Decision Time (3)

Episode Report Card
Miss Alli: C- | Grade It Now!
Kelly, Kelly, Kelly, K-E-L-L-Y...

In honor of the level of mental sophistication at which this finale operated, I have prepared the following summary of events in the first half, for those of you who didn't read the last recap. Its sophistication level has been carefully calibrated using science and calculators in order to perfectly match the episode to which it corresponds. Ahem.

So there was polo, and there was basketball, and there was all this complaining, and then Jen was all, "Kelly is boring!," and Kelly was all, "Jen is mean!," and Trump was like, "Woohoo, fighting; I love fighting!," and George and Carolyn were like, "Oy."

Okay, on with the show. We return to the Boardroom, where everything is tooooootally normal. Pay no attention to the acoustical and lighting changes, nor to the fact that Carolyn's hair has grown several inches during the commercial.

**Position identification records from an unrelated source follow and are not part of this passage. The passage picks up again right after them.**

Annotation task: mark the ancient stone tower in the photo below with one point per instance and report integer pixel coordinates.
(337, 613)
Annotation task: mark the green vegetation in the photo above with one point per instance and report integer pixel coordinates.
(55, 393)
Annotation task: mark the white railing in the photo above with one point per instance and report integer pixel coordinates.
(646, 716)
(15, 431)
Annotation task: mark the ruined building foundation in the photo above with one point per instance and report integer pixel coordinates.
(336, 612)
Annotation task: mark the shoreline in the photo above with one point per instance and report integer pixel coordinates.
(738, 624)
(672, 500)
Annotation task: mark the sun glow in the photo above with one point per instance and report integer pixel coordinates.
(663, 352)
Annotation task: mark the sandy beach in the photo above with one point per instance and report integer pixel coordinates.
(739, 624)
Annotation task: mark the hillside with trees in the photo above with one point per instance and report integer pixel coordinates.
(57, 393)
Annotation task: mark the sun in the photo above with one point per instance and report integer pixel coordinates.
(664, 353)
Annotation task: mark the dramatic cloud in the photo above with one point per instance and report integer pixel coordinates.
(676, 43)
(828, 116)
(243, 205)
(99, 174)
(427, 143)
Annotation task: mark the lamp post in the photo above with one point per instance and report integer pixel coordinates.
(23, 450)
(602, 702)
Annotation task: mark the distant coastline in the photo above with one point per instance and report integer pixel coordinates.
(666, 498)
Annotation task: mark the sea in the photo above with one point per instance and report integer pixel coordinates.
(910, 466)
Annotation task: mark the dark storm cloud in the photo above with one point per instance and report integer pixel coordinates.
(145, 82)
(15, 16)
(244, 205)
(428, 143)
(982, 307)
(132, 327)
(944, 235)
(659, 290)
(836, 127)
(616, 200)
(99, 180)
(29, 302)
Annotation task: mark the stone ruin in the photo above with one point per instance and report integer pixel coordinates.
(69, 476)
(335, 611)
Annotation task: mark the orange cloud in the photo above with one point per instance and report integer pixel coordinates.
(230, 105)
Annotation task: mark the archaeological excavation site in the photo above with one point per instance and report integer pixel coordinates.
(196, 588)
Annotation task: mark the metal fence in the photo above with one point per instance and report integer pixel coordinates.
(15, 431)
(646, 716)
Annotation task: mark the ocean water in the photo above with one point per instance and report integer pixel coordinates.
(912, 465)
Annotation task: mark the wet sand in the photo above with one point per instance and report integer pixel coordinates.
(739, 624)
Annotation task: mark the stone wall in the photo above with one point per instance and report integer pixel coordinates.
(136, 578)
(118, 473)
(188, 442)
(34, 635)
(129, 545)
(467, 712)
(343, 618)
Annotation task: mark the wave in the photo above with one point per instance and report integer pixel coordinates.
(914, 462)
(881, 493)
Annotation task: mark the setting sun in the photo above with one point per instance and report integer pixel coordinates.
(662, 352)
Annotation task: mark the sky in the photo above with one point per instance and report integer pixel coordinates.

That is merely the effect of Trump Hair Tonic, which will make your hair yooge, lustrous, and wealthy. ["You thought it had grown? It looked like a wig to me." -- Wing Chun] Trump asks George what he thought of Kelly, and George says that he found Kelly "too wooden" and "too stiff." (Hee hee.) George complains that Kelly lacks "fire," while Jen, on the other hand, has lots of fire, at least in the "where there's smoke being blown up your ass, there's" sense. Not for nothing, George also thinks Jen is "abrasive as hell," but thinks you can fix that with a little cosmetic sandblasting, which she would need in order to remain in the Trump organization if she's going to stay around very long anyway, because she will be thirty-five before she knows it, and that's when The Doctors come. (Carolyn is actually eighty-three years old.) Trump clarifies that George didn't see a lot of Kelly, and George agrees that he didn't, on this task, but that he's seen Kelly before. He says that he thinks that Jen does have the "drive" and "fire" that Kelly lacks. Interestingly, George is not actually asked for his opinion regarding who should be hired, nor does he offer it. He just says that Jen "could be a good addition to the Trump organization."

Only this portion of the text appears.